Come ha detto lo stesso Pontefice nel corso dell‘Angelus domenicale in piazza San Pietro a Roma: “Cari fratelli e sorelle, appena possibile anch’io spero di venire a trovarvi, per portarvi di persona il conforto della fede e il sostegno della speranza cristiana. Desidero rinnovare la mia vicinanza spirituale agli abitanti del Lazio, delle Marche e dell’Umbria, duramente colpiti dal terremoto di questi giorni. La sollecitudine con cui le autorità, le forze dell’ordine, la Protezione Civile e tutti i volontari stanno operando dimostra quanto sia importante la solidarietà per superare prove così dolorose“.

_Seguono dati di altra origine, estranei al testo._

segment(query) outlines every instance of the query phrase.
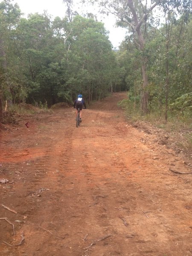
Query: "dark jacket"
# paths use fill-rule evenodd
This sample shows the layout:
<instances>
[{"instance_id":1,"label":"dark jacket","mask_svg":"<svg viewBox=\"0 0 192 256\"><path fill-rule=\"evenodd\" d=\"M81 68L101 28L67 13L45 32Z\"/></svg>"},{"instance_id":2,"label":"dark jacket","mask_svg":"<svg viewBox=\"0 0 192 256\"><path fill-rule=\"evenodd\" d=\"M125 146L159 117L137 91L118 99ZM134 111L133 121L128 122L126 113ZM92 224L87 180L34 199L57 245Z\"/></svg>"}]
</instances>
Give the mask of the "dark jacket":
<instances>
[{"instance_id":1,"label":"dark jacket","mask_svg":"<svg viewBox=\"0 0 192 256\"><path fill-rule=\"evenodd\" d=\"M78 99L78 98L77 98L76 99L76 100L74 101L74 104L73 104L73 107L74 108L75 108L76 107L76 104L77 103ZM79 103L79 102L78 102L78 103ZM85 102L84 100L84 99L82 99L81 103L80 102L79 104L81 104L82 105L83 104L83 105L84 105L84 108L86 108L86 105L85 104Z\"/></svg>"}]
</instances>

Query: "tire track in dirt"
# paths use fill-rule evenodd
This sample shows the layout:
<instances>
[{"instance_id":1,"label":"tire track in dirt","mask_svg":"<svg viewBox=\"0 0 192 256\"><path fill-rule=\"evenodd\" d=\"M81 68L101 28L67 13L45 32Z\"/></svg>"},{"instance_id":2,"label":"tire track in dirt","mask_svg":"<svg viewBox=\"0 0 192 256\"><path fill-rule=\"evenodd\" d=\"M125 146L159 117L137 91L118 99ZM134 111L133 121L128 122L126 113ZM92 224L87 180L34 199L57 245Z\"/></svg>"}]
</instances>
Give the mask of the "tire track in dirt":
<instances>
[{"instance_id":1,"label":"tire track in dirt","mask_svg":"<svg viewBox=\"0 0 192 256\"><path fill-rule=\"evenodd\" d=\"M11 189L5 186L2 202L17 209L17 218L26 217L15 224L15 238L19 241L23 230L25 242L14 251L0 245L3 255L192 255L189 183L168 172L174 157L154 157L154 145L143 144L143 133L126 122L116 106L125 95L84 110L78 128L69 108L39 116L25 144L19 143L22 128L13 132L7 141L20 160L6 164L22 171L12 175L18 178ZM7 212L14 221L12 214ZM11 243L12 227L3 225L0 239Z\"/></svg>"}]
</instances>

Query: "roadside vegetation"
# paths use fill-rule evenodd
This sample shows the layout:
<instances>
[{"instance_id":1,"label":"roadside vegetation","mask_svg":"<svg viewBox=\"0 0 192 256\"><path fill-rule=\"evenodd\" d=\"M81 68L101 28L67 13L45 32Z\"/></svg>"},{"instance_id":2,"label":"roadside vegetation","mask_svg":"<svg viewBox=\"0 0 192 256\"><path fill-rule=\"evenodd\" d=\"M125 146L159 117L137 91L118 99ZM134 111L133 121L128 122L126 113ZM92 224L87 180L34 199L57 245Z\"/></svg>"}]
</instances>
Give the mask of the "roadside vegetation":
<instances>
[{"instance_id":1,"label":"roadside vegetation","mask_svg":"<svg viewBox=\"0 0 192 256\"><path fill-rule=\"evenodd\" d=\"M117 50L103 23L93 14L79 15L71 0L63 2L63 18L46 12L24 18L11 0L0 2L1 123L15 113L32 113L29 104L49 111L70 105L79 92L91 104L127 91L119 104L129 120L177 131L178 145L191 154L191 1L94 1L127 29Z\"/></svg>"}]
</instances>

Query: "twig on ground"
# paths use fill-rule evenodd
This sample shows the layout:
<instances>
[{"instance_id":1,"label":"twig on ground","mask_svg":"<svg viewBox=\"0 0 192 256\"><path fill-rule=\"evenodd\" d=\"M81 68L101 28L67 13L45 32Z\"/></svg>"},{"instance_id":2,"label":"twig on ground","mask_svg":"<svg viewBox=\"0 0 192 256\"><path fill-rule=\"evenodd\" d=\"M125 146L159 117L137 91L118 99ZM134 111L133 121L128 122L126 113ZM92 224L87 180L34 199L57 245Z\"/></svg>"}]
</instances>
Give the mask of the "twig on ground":
<instances>
[{"instance_id":1,"label":"twig on ground","mask_svg":"<svg viewBox=\"0 0 192 256\"><path fill-rule=\"evenodd\" d=\"M149 218L148 216L147 215L147 213L148 212L144 212L144 211L143 211L142 209L141 210L142 211L142 212L143 212L143 214L145 214L146 215L146 216L147 216L147 218Z\"/></svg>"},{"instance_id":2,"label":"twig on ground","mask_svg":"<svg viewBox=\"0 0 192 256\"><path fill-rule=\"evenodd\" d=\"M17 212L16 211L15 211L15 210L12 210L12 209L10 209L9 208L9 207L5 206L5 205L3 205L3 204L2 204L1 205L3 207L4 207L4 208L5 209L7 209L7 210L9 210L10 212L14 212L14 213L17 213Z\"/></svg>"},{"instance_id":3,"label":"twig on ground","mask_svg":"<svg viewBox=\"0 0 192 256\"><path fill-rule=\"evenodd\" d=\"M89 235L89 234L86 234L86 235L85 236L84 236L84 238L83 239L83 240L84 240L84 241L85 241L86 240L86 239L87 239L87 236L88 236L88 235Z\"/></svg>"},{"instance_id":4,"label":"twig on ground","mask_svg":"<svg viewBox=\"0 0 192 256\"><path fill-rule=\"evenodd\" d=\"M110 234L109 234L109 235L107 235L107 236L104 236L103 237L102 237L102 238L100 238L100 239L99 239L98 240L97 240L96 241L93 241L92 243L91 243L91 244L90 244L90 245L89 246L88 246L87 247L86 247L85 248L84 248L83 250L88 249L89 248L90 248L90 247L91 247L91 246L93 246L93 245L94 245L95 244L96 244L96 243L98 243L98 242L102 241L105 240L105 239L108 238L108 237L110 237L110 236L112 236L112 235L111 235Z\"/></svg>"},{"instance_id":5,"label":"twig on ground","mask_svg":"<svg viewBox=\"0 0 192 256\"><path fill-rule=\"evenodd\" d=\"M49 230L48 230L46 229L46 228L44 228L44 227L41 227L41 226L40 225L39 225L39 227L41 227L41 228L44 229L44 230L46 230L46 231L47 231L47 232L49 232L52 235L53 235L53 234L52 233L52 232L51 232L51 231L50 231Z\"/></svg>"},{"instance_id":6,"label":"twig on ground","mask_svg":"<svg viewBox=\"0 0 192 256\"><path fill-rule=\"evenodd\" d=\"M25 238L24 237L23 231L21 233L21 235L20 235L20 236L21 237L21 240L20 240L20 242L19 243L19 244L16 244L15 246L19 246L19 245L20 245L21 244L22 244L23 242L24 241Z\"/></svg>"},{"instance_id":7,"label":"twig on ground","mask_svg":"<svg viewBox=\"0 0 192 256\"><path fill-rule=\"evenodd\" d=\"M52 233L52 232L51 232L50 231L46 229L46 228L44 228L44 227L41 227L41 226L39 224L39 227L41 227L41 228L42 228L42 229L44 230L47 231L47 232L49 232L49 233L50 233L50 234L54 236L54 234L53 234L53 233ZM64 237L62 237L62 236L55 236L55 237L56 237L56 238L58 238L58 239L64 239L65 238Z\"/></svg>"},{"instance_id":8,"label":"twig on ground","mask_svg":"<svg viewBox=\"0 0 192 256\"><path fill-rule=\"evenodd\" d=\"M127 227L128 225L128 223L127 222L125 218L120 218L121 220L122 220L122 221L123 221L123 224L125 225L125 226L126 226L126 227Z\"/></svg>"},{"instance_id":9,"label":"twig on ground","mask_svg":"<svg viewBox=\"0 0 192 256\"><path fill-rule=\"evenodd\" d=\"M115 207L115 209L117 209L117 210L119 210L119 211L122 211L123 210L125 209L123 208L118 208L117 207Z\"/></svg>"},{"instance_id":10,"label":"twig on ground","mask_svg":"<svg viewBox=\"0 0 192 256\"><path fill-rule=\"evenodd\" d=\"M23 242L25 240L25 238L24 237L24 236L23 236L23 231L21 233L20 236L21 237L21 240L20 240L20 242L19 244L15 244L15 245L12 245L12 244L10 244L7 243L7 242L6 242L5 241L3 241L6 245L9 245L9 246L11 246L11 247L14 247L15 246L19 246L19 245L20 245L23 243ZM2 243L3 244L4 244Z\"/></svg>"},{"instance_id":11,"label":"twig on ground","mask_svg":"<svg viewBox=\"0 0 192 256\"><path fill-rule=\"evenodd\" d=\"M4 244L6 244L7 245L9 245L9 246L11 246L11 247L14 247L14 245L12 245L11 244L9 244L8 243L7 243L7 242L6 242L5 241L3 241L3 243L4 243ZM2 243L2 244L4 244L3 243Z\"/></svg>"},{"instance_id":12,"label":"twig on ground","mask_svg":"<svg viewBox=\"0 0 192 256\"><path fill-rule=\"evenodd\" d=\"M173 172L175 172L175 173L179 173L179 174L192 174L192 172L180 172L179 171L175 171L175 170L172 170L171 168L169 168L169 170Z\"/></svg>"},{"instance_id":13,"label":"twig on ground","mask_svg":"<svg viewBox=\"0 0 192 256\"><path fill-rule=\"evenodd\" d=\"M12 227L13 227L13 234L15 236L15 226L14 226L14 224L13 224L11 222L10 222L8 220L8 219L7 218L0 218L0 220L5 220L6 221L7 221L8 222L8 223L9 224L10 224L10 225L12 225Z\"/></svg>"}]
</instances>

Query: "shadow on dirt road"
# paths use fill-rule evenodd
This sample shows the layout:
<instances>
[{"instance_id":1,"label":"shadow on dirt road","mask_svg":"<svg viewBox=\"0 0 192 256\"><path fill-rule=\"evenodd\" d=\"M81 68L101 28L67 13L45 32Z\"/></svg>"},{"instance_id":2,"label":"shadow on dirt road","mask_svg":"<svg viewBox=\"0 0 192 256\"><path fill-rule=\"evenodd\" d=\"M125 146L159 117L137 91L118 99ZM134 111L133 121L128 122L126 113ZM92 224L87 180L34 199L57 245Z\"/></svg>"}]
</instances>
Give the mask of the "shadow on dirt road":
<instances>
[{"instance_id":1,"label":"shadow on dirt road","mask_svg":"<svg viewBox=\"0 0 192 256\"><path fill-rule=\"evenodd\" d=\"M2 131L0 255L192 255L192 175L126 122L125 98L83 110L78 128L66 108Z\"/></svg>"}]
</instances>

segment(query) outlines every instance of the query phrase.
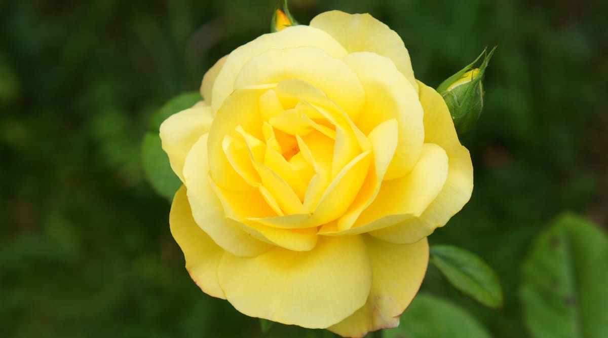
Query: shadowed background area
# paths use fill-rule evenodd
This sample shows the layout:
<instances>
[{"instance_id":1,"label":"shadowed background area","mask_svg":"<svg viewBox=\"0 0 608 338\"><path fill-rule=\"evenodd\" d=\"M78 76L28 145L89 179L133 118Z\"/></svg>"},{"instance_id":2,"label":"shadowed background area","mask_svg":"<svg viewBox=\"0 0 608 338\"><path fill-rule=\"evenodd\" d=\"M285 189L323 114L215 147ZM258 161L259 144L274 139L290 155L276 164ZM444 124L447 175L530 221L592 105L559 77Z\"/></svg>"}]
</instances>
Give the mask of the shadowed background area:
<instances>
[{"instance_id":1,"label":"shadowed background area","mask_svg":"<svg viewBox=\"0 0 608 338\"><path fill-rule=\"evenodd\" d=\"M197 90L215 60L268 31L274 4L0 0L2 336L262 336L256 319L190 280L140 144L163 103ZM608 224L608 3L290 4L303 23L330 9L370 13L399 33L416 78L432 86L499 44L481 119L461 139L472 198L430 240L485 260L505 306L477 305L432 267L423 289L495 337L527 336L519 263L532 239L564 210Z\"/></svg>"}]
</instances>

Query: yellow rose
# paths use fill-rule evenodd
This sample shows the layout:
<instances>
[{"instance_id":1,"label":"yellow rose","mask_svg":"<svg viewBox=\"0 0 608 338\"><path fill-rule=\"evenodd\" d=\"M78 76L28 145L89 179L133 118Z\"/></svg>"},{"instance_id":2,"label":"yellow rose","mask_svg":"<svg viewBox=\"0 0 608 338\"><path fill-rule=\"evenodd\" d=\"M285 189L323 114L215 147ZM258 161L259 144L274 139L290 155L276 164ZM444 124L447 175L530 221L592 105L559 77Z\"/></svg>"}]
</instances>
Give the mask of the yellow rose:
<instances>
[{"instance_id":1,"label":"yellow rose","mask_svg":"<svg viewBox=\"0 0 608 338\"><path fill-rule=\"evenodd\" d=\"M334 11L262 35L161 127L184 183L171 231L203 291L252 317L344 336L392 328L426 236L469 200L443 99L396 33Z\"/></svg>"}]
</instances>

In attesa che Papa Francesco possa visitare le zone terremotate del centro Italia, ieri ad Ascoli si sono svolti i primi funerali solenni delle vittime marchigiane, alla presenza delle più alte cariche dello Stato, il Presidente della Repubblica Sergio Mattarella e il Presidente del Consiglio Matteo Renzi su tutti. I soccorritori stanno nel frattempo lavorando sodo per cercare di recuperare i corpi delle persone ancora disperse mentre ormai si sono perse le speranze di riuscire a ritrovare qualcuno ancora in vita sotto le macerie. Il 31 agosto si svolgeranno invece i funerali delle vittime di Amatrice.